26 Powell Street
T: 604 568 1350
Brief Description: A small, intimate Gastown bar that offers affordable small plates of familiar Spanish tapas.
The owners that gave Vancouverites the well-known neighbourhood restaurants Cafeteria, Pied-a-Terre, and La Buca, have added The Sardine Can to their repertoire. Since my first visit, I have been quite vocal about my love for The Sardine Can and I highly recommend it as a cozy spot to pop into for a few drinks and snacks, or make this your destination and fill up on the affordable tapas that are offered.
The space is cute and cozy – the name being an appropriate description of this tiny bar. An open kitchen allows you to watch as your dishes are prepared and the small details, such as fish wallpaper, are subtle but show that design has been considered. My one complaint is the TV that is nestled high up on the wall – it is just too distracting and it doesn’t suit the intimacy of the place.
(T) Tomato and manchego toasts, and Meatballs cooked in tomato and Rioja. (B) Roasted piquillo peppers stuffed with salt cod, and Smoked sardines on toast.

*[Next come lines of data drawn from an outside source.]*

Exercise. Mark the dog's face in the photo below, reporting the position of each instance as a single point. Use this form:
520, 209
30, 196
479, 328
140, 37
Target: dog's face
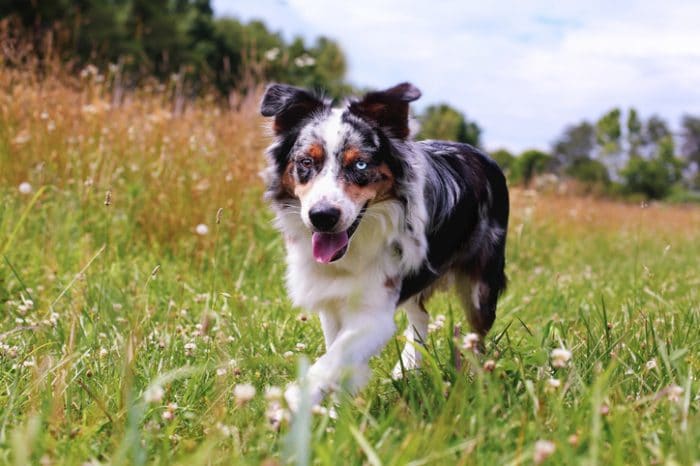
335, 161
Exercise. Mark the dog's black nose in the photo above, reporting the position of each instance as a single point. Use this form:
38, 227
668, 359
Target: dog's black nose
324, 217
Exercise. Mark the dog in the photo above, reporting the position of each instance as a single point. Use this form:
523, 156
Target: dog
373, 220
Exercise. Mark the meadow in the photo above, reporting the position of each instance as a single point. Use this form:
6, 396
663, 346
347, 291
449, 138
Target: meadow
144, 318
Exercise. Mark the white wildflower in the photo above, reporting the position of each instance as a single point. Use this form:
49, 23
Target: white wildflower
471, 342
272, 54
554, 383
543, 450
560, 357
674, 393
153, 394
273, 393
25, 188
243, 393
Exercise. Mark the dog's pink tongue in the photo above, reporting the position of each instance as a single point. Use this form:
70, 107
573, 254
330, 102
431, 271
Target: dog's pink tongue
326, 245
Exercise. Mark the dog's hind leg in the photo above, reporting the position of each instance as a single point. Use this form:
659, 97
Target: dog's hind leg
479, 292
415, 334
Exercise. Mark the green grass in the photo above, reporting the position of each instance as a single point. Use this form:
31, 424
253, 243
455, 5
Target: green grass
121, 292
112, 313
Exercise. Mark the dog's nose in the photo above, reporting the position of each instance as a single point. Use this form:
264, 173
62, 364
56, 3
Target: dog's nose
324, 217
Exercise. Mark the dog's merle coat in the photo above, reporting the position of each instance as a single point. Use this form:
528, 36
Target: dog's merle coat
373, 220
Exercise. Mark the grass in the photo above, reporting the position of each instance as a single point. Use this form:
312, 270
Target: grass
101, 305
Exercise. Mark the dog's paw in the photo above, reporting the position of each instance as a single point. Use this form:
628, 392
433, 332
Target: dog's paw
297, 398
410, 361
292, 396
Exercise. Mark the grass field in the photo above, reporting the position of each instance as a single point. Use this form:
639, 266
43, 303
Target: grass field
127, 320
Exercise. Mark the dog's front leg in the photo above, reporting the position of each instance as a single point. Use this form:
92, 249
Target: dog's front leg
361, 335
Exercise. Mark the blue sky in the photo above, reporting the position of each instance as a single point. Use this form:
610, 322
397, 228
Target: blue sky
522, 70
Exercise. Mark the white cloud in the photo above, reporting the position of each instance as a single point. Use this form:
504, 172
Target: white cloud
522, 70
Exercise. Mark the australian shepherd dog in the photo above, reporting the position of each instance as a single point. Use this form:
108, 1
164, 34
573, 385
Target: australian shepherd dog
373, 220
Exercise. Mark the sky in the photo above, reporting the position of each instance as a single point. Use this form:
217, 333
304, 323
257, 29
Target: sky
522, 70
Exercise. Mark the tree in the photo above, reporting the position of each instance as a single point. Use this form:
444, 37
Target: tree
656, 130
575, 145
531, 163
589, 172
653, 177
634, 132
608, 132
445, 122
690, 138
504, 159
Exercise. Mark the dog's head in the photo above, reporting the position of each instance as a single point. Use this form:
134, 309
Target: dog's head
335, 162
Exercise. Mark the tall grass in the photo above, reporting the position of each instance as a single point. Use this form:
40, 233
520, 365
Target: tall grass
124, 327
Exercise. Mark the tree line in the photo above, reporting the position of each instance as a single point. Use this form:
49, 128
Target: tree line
160, 38
621, 153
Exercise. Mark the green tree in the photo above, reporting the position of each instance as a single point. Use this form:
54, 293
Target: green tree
690, 138
590, 172
608, 132
576, 144
634, 132
653, 177
531, 163
446, 123
504, 159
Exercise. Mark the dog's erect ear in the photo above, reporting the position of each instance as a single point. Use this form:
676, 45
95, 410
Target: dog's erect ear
388, 109
289, 105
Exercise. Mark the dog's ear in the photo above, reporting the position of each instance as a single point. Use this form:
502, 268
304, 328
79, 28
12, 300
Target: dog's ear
388, 109
289, 105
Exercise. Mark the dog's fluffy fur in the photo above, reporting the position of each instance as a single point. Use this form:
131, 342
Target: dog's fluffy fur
373, 220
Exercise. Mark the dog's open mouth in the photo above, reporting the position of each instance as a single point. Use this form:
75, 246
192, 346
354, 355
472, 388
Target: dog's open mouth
329, 247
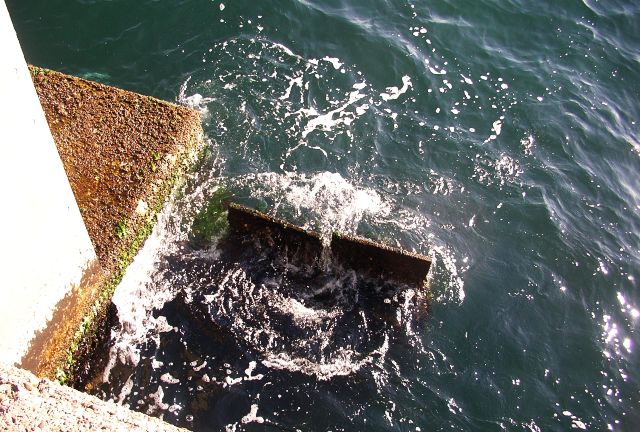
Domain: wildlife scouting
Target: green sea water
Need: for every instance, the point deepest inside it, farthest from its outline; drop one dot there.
(498, 136)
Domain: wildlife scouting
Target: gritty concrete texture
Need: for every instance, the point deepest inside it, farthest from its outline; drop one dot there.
(28, 403)
(44, 246)
(122, 153)
(368, 258)
(119, 150)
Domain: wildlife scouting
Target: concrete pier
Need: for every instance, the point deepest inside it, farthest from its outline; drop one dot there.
(45, 251)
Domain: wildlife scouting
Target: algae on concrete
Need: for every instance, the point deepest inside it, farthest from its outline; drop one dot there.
(123, 153)
(211, 220)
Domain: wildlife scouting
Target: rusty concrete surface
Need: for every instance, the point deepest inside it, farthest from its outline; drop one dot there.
(368, 258)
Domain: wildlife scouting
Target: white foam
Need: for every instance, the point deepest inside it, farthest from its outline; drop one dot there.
(395, 92)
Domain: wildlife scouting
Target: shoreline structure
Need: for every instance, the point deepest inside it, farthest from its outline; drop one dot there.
(86, 168)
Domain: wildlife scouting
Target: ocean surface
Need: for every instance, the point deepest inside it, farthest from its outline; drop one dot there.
(500, 137)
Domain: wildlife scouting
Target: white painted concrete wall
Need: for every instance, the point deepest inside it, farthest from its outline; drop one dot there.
(44, 245)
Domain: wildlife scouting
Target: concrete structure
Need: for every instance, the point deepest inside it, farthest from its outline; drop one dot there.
(28, 403)
(45, 250)
(368, 258)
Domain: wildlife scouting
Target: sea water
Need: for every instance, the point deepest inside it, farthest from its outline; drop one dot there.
(498, 137)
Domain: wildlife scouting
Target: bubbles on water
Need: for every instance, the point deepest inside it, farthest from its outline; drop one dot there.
(324, 201)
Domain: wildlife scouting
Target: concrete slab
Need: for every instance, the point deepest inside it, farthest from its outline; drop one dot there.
(368, 258)
(28, 403)
(44, 246)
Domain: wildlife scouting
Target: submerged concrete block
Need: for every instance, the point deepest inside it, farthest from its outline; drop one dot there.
(380, 260)
(296, 242)
(368, 258)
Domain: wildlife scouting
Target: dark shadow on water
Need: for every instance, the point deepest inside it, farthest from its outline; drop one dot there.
(261, 339)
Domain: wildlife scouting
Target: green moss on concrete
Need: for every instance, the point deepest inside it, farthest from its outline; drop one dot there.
(211, 221)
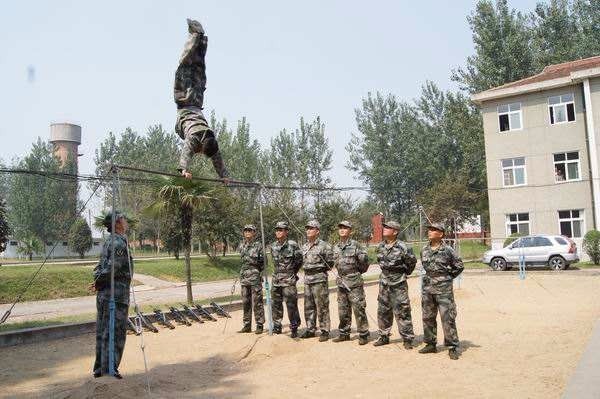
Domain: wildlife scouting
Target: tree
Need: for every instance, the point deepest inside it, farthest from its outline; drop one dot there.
(30, 245)
(503, 50)
(177, 195)
(80, 237)
(5, 230)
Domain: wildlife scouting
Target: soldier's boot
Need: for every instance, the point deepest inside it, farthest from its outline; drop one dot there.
(308, 334)
(324, 336)
(429, 348)
(245, 329)
(342, 338)
(453, 354)
(382, 340)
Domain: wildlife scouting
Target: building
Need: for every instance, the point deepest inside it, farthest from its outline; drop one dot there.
(541, 143)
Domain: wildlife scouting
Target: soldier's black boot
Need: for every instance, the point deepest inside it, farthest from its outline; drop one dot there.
(429, 348)
(453, 353)
(341, 338)
(382, 340)
(308, 334)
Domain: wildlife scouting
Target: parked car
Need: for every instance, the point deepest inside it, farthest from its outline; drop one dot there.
(557, 252)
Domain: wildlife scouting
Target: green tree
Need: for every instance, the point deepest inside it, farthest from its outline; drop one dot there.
(80, 237)
(503, 49)
(179, 196)
(5, 230)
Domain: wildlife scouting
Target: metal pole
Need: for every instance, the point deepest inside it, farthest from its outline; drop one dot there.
(267, 288)
(111, 304)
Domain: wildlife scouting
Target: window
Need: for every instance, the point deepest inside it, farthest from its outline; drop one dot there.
(571, 223)
(562, 109)
(509, 117)
(566, 166)
(517, 223)
(542, 242)
(513, 170)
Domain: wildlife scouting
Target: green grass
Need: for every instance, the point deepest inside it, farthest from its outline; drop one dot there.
(51, 283)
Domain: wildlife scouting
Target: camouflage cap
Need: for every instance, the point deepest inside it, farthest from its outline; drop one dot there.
(282, 226)
(392, 224)
(437, 226)
(250, 227)
(313, 224)
(345, 223)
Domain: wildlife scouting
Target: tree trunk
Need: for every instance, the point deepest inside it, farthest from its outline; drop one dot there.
(186, 227)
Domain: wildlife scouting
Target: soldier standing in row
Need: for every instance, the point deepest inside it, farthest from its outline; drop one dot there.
(441, 265)
(101, 284)
(397, 262)
(318, 260)
(191, 125)
(253, 263)
(351, 261)
(287, 258)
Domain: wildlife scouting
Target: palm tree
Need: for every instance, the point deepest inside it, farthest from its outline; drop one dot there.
(179, 197)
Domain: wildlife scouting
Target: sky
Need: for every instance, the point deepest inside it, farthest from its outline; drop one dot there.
(110, 65)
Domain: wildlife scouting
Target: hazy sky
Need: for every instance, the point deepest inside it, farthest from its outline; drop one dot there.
(109, 65)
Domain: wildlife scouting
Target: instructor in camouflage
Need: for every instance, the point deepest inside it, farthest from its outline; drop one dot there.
(253, 263)
(351, 261)
(441, 265)
(191, 125)
(317, 261)
(101, 285)
(287, 258)
(396, 261)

Gambas al ajillo (spicy garlic prawns) – $10
Patatas bravas (roasted fingerling potatoes, garlic aioli and tomato) -$5
The menu has changed slightly since they first opened but I am assuming that was to weed out the less popular dishes. The menu consists of small plates of tapas, including spicy garlic prawns, smoked ham and melon, chorizo con Jerez (chorizo sausage in sherry), and meatballs cooked in tomato and Rioja. Plates are ridiculously affordable with some at $5 and others at $10. Currently nothing on the menu is over $10. I have tried a lot of the menu and all of the dishes have been delicious, although I would recommend that they ease up on the jam in the bocadillos dish (little grilled sandwiches of ham, cheese and prune jam) as it over-powered the rest of the sandwich.

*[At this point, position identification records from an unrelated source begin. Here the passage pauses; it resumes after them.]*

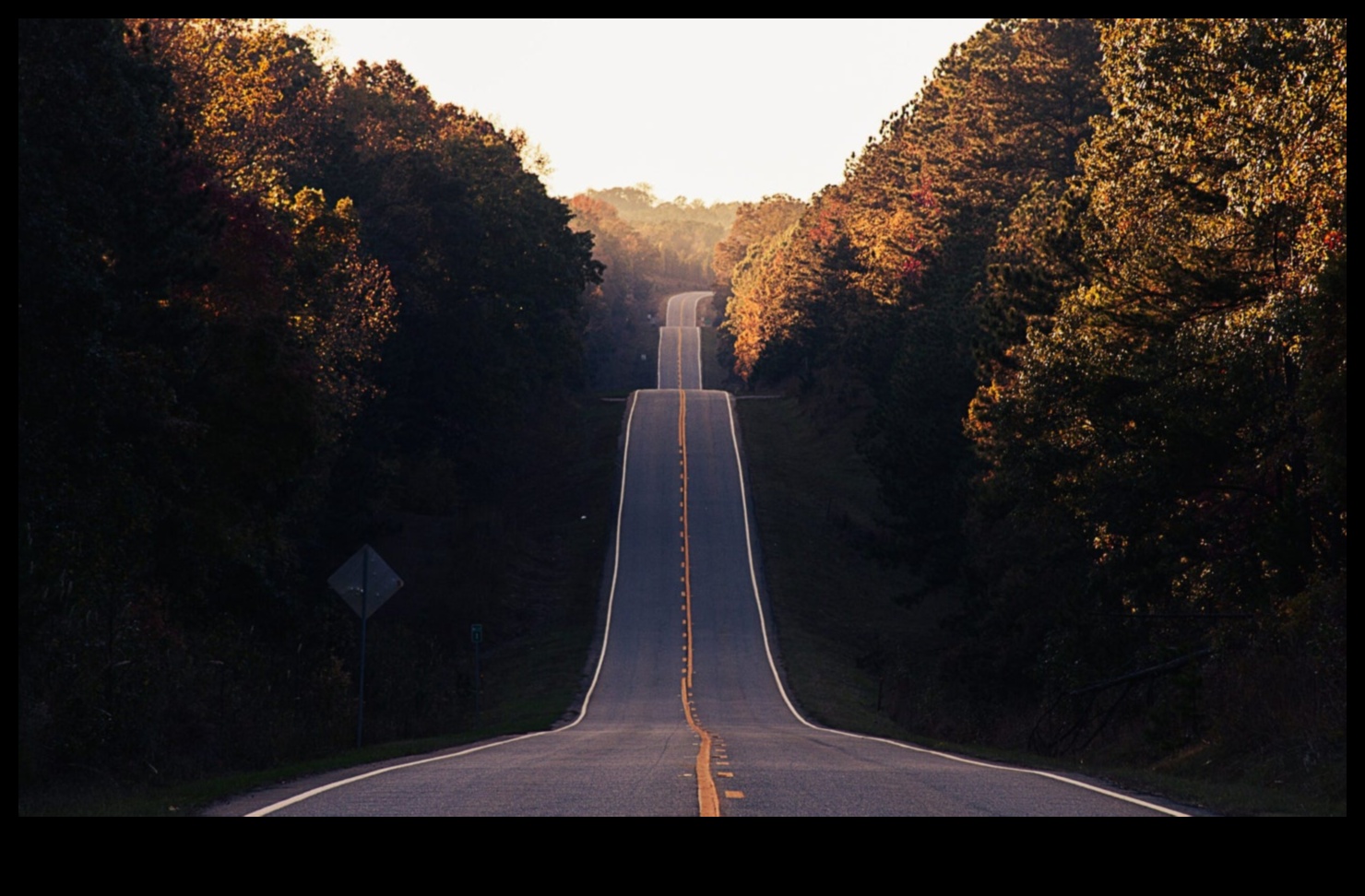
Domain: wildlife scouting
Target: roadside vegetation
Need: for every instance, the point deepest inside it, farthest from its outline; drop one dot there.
(1080, 310)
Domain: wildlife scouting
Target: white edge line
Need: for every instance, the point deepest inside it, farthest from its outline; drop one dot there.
(588, 699)
(758, 603)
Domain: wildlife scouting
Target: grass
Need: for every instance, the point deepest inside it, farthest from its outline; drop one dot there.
(844, 625)
(528, 679)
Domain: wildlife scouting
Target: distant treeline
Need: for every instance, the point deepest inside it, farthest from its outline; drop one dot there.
(1086, 299)
(648, 249)
(265, 304)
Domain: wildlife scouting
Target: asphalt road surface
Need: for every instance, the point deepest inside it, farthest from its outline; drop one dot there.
(687, 713)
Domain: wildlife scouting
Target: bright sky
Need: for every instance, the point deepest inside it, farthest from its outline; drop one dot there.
(714, 110)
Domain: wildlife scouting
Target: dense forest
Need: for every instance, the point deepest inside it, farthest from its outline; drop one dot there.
(648, 250)
(1084, 299)
(269, 309)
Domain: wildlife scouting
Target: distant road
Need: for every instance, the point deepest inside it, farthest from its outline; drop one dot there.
(687, 714)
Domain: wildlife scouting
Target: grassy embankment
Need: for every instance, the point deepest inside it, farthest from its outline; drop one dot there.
(528, 679)
(844, 628)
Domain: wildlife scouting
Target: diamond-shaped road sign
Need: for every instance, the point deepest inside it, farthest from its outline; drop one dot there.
(351, 577)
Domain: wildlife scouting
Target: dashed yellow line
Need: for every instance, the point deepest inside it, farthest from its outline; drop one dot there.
(707, 801)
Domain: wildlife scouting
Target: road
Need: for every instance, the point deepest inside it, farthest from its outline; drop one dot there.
(687, 713)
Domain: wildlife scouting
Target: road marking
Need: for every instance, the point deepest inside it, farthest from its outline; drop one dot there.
(588, 697)
(708, 804)
(781, 690)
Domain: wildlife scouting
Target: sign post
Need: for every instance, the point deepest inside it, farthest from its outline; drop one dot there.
(477, 636)
(364, 583)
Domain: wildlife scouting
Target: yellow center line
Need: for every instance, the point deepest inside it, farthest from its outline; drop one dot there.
(708, 802)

Bocadillos (little grilled sandwiches of ham, cheese and prune jam) – $10
My personal favourite dishes are the champiñones (mushrooms in sherry cream sauce), the tomato and manchego toasts, the chorizo con Jerez, and the Arroz con pollo (Bomba rice with Moorish spiced chicken). Wines by the glass are quite cheap with prices as low as $6 and $7. Spanish beers, such as Alhambra, are available for $5.50 a bottle.

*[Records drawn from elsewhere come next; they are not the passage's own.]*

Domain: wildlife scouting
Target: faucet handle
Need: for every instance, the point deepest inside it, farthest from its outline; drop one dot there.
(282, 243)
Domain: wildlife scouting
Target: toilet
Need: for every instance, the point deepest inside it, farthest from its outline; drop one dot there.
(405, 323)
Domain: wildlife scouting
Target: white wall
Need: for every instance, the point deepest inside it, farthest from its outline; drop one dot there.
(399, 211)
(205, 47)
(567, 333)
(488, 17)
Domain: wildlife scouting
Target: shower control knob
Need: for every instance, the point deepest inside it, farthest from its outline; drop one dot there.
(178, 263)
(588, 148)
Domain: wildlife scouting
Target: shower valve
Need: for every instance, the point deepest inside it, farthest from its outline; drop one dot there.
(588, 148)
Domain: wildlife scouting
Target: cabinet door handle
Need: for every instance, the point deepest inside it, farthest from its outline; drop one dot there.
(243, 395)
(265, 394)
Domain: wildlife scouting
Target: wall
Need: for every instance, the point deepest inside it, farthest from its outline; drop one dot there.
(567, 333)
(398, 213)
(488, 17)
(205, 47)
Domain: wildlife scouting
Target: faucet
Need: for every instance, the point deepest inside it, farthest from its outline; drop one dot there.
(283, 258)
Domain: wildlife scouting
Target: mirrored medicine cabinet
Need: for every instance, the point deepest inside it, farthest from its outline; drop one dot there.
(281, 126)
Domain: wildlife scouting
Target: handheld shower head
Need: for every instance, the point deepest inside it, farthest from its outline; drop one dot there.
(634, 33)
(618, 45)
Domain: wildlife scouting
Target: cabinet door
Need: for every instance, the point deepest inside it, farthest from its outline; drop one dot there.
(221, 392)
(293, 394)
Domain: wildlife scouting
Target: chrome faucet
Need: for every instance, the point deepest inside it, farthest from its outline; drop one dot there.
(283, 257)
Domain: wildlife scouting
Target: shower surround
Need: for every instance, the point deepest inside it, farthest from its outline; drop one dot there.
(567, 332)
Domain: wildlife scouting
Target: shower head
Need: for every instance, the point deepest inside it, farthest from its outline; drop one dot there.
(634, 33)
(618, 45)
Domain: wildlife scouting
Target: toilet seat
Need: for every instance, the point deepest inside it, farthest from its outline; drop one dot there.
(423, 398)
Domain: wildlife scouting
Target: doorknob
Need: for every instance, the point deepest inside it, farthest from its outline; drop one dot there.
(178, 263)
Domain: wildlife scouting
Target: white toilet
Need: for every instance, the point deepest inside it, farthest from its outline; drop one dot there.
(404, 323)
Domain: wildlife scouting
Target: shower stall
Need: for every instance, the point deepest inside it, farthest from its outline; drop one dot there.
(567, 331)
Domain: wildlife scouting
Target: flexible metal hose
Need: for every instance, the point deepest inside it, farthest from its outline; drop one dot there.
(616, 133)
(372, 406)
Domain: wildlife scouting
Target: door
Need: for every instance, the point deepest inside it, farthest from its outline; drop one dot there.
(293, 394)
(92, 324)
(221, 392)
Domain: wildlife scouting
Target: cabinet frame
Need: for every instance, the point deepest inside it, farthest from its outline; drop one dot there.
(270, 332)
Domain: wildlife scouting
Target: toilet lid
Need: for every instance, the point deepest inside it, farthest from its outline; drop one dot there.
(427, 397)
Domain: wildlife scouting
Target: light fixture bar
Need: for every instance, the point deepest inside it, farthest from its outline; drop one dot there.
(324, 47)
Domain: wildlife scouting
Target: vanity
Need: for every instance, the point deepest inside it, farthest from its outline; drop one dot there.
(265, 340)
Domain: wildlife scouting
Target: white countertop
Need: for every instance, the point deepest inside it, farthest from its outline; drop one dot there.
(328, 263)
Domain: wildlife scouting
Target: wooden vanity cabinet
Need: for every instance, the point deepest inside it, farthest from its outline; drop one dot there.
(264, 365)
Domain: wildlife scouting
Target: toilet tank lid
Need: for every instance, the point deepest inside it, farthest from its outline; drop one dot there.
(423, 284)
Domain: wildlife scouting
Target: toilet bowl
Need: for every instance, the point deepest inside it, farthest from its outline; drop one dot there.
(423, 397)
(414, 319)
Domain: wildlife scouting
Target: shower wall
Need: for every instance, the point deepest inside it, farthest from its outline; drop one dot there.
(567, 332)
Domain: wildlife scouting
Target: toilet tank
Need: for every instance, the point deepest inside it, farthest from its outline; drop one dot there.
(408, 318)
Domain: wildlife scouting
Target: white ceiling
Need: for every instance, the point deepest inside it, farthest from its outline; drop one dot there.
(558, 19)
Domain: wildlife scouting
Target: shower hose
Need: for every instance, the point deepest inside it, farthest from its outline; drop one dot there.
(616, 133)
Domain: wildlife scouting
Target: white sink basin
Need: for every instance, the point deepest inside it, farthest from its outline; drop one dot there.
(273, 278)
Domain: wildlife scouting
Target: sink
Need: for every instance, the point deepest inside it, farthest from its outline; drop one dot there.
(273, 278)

Chorizo con Jerez (chorizo sausage in sherry) – $10
Champiñones (mushrooms in sherry cream sauce) – $7.50
Arroz con pollo (Bomba rice with Moorish spiced chicken) – $10
If you are visiting solo, perch yourself at the bar and chat with the friendly staff. If you are with a group, please note that they do not take reservations so try to get down there early to get a table, which shouldn’t be difficult as they open at 3pm.
Para picar (olives, spiced almonds, chickpea spread, bread) – $7.50
Terrina de chocolate (chocolate terrine with chili, olive oil, sea salt, toast) – $5.50
Even with prices as cheap as they are, they go one step further and give you a 10% discount if you pay with cash. Can anyone say cheap night out?
Final Thoughts: It’s about time that Vancouver had itself a reliable tapas bar. I mentioned in a previous post that I can’t vouch for the food being traditional (I haven’t sampled a lot of authentic tapas) but regardless, the prices and the quality of food make this a no-brainer. A nice little spot for some cheap eats and drinks without having to sacrifice on quality.